Compare it to this story, outlining a planning retreat scheduled this weekend for the mayor and city council. It's a $5,000 trip, including the fees for seminars and speakers. Considering Clarksville's annual operating budget is in the tens of millions of dollars, five grand to get a little fresh air and hear some seminars is a drop in the bucket. Amortized over everyone who participated, the cost of the trip wasn't even a week's pay.

This story has loads of comments, all of which are of a style I like to refer to as "old man bitching."

All of them insinuate that this meeting is to raise taxes, ostensibly because of the cost of all these trips.

All of them seem to sound perfectly natural if you imagine an elderly gentleman on his front porch in the middle of a long rant about how stuff costs more than it used to.

And these voices are far from the minority. This town is years behind in infrastructure and planning, but nobody wants to piss on the third rail and try to do things which will improve the town, because everybody just bitches and bitches about how much it will cost.

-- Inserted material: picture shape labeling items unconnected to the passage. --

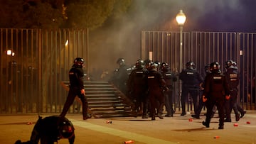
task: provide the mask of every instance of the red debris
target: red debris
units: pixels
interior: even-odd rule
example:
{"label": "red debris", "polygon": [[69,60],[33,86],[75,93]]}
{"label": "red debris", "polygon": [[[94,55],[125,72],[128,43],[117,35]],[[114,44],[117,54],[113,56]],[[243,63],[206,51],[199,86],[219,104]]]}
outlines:
{"label": "red debris", "polygon": [[234,123],[234,126],[238,126],[238,123]]}
{"label": "red debris", "polygon": [[134,143],[134,141],[132,141],[132,140],[128,140],[128,141],[125,141],[125,142],[124,143],[124,144],[133,143]]}

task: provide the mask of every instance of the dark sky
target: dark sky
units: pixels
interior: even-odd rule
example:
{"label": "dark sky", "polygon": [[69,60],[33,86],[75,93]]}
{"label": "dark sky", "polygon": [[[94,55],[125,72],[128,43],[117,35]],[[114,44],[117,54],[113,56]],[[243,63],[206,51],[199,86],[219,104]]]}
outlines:
{"label": "dark sky", "polygon": [[139,22],[145,28],[175,30],[177,24],[174,18],[179,9],[182,9],[187,16],[184,26],[187,31],[256,31],[255,0],[138,0],[134,2],[133,16],[129,20]]}
{"label": "dark sky", "polygon": [[101,67],[112,70],[119,57],[129,65],[136,62],[140,58],[141,31],[178,31],[175,18],[180,9],[187,16],[184,31],[256,32],[256,0],[133,1],[122,24],[99,31],[104,43],[96,41],[91,50],[97,57],[92,60],[95,67],[105,62]]}

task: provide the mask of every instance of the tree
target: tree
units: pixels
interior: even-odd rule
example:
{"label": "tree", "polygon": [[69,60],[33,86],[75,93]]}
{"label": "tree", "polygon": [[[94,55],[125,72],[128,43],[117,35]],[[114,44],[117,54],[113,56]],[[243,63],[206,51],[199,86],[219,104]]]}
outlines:
{"label": "tree", "polygon": [[63,23],[61,9],[40,1],[0,1],[0,28],[54,28]]}
{"label": "tree", "polygon": [[90,28],[100,27],[108,18],[119,18],[127,11],[131,0],[84,0],[66,4],[67,27]]}

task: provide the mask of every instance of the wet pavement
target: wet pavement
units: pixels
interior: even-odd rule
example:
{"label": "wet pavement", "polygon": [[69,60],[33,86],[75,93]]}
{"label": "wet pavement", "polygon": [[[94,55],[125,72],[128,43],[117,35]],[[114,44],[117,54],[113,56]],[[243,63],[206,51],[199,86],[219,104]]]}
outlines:
{"label": "wet pavement", "polygon": [[[205,112],[205,111],[204,111]],[[202,113],[203,113],[203,112]],[[43,118],[50,114],[41,115]],[[215,115],[217,116],[217,115]],[[218,130],[218,118],[212,118],[210,128],[202,125],[201,119],[190,114],[181,116],[142,119],[141,116],[90,118],[82,120],[82,114],[68,114],[75,128],[75,144],[122,144],[125,141],[134,144],[152,143],[256,143],[256,111],[247,111],[239,121],[225,123],[224,129]],[[29,140],[38,115],[0,115],[0,143],[13,144],[16,140]],[[59,144],[68,143],[61,139]]]}

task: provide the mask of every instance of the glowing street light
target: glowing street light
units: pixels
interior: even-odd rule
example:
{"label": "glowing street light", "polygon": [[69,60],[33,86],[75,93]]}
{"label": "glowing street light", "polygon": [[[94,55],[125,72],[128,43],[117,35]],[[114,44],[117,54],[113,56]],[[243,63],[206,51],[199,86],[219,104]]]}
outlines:
{"label": "glowing street light", "polygon": [[7,55],[10,55],[10,56],[14,56],[15,53],[14,52],[11,51],[11,50],[7,50]]}
{"label": "glowing street light", "polygon": [[[180,26],[180,64],[179,64],[179,72],[181,72],[183,64],[182,64],[182,31],[183,31],[183,26],[186,21],[186,16],[183,13],[182,10],[180,10],[179,13],[176,16],[176,21]],[[180,81],[178,84],[178,92],[180,94],[180,97],[181,97],[181,82]]]}

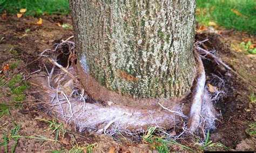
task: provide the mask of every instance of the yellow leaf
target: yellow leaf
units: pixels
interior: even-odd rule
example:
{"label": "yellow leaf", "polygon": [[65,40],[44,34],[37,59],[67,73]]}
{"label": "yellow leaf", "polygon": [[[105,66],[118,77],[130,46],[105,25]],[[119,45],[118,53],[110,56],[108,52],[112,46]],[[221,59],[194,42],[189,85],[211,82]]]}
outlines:
{"label": "yellow leaf", "polygon": [[235,10],[235,9],[231,9],[231,11],[232,11],[232,12],[233,12],[235,14],[236,14],[236,15],[238,15],[238,16],[239,16],[242,17],[243,17],[243,18],[245,18],[248,19],[248,17],[246,17],[246,16],[244,16],[242,13],[241,13],[239,12],[238,11],[237,11],[237,10]]}
{"label": "yellow leaf", "polygon": [[210,84],[208,84],[208,87],[209,88],[208,91],[211,93],[215,93],[215,92],[218,91],[218,88],[217,87],[213,86],[213,85],[211,85]]}
{"label": "yellow leaf", "polygon": [[25,13],[25,12],[26,11],[26,9],[21,9],[20,10],[19,10],[19,12],[22,13]]}
{"label": "yellow leaf", "polygon": [[255,44],[252,44],[249,46],[249,49],[253,49],[254,48],[254,46],[256,46]]}
{"label": "yellow leaf", "polygon": [[38,21],[36,23],[37,24],[40,25],[43,24],[43,19],[42,18],[39,18]]}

Take our recent vote on Clarksville Dept. of Electricity's new fiber initiative. This is the most progressive thing this town's seen in 30 years. A community-owned nonprofit broadband ISP using the latest fiber technology is a thing of beauty. Charter Communications, our local cable monopoly, spent untold amounts fighting it using every dirty trick they could, because they knew it spelled the end for them. When you can get fiber optic internet and IPTV for twenty bucks a month, who's going to want cable?

The vote passed three to one. The one is still bitching about how this will raise our taxes (it won't) or that CDE should stick to electricity (fuck you old man, I should have had fiber five years ago) or that nobody will use it. They miss the point that big pipes to the Web are as much a public trust as water or electricity, and the current profit-oriented business model has succeeded in getting premium pay for woefully substandard service. To them it's all an encroachment on whatever crusty misinformed worldview they've managed to develop, and they're going to have to end up paying for it.

I wouldn't worry about it, except this kind of thinking is epidemic, and it has been toxic to our community, our economy, and even our view of our town. All the smart kids leave, and all the jobs are bottom-barrel unless you work on post as a contractor, and even then nobody's getting rich. And instead of investing in ways to maximize our town, our community, our economy, we instead endlessly look for ways to minimize taxes, services, planning, costs. That is how you get Flints instead of Clearwaters.

Oh well. Old men on the front porch eventually forget what they were talking about, and we can go on with what we were doing.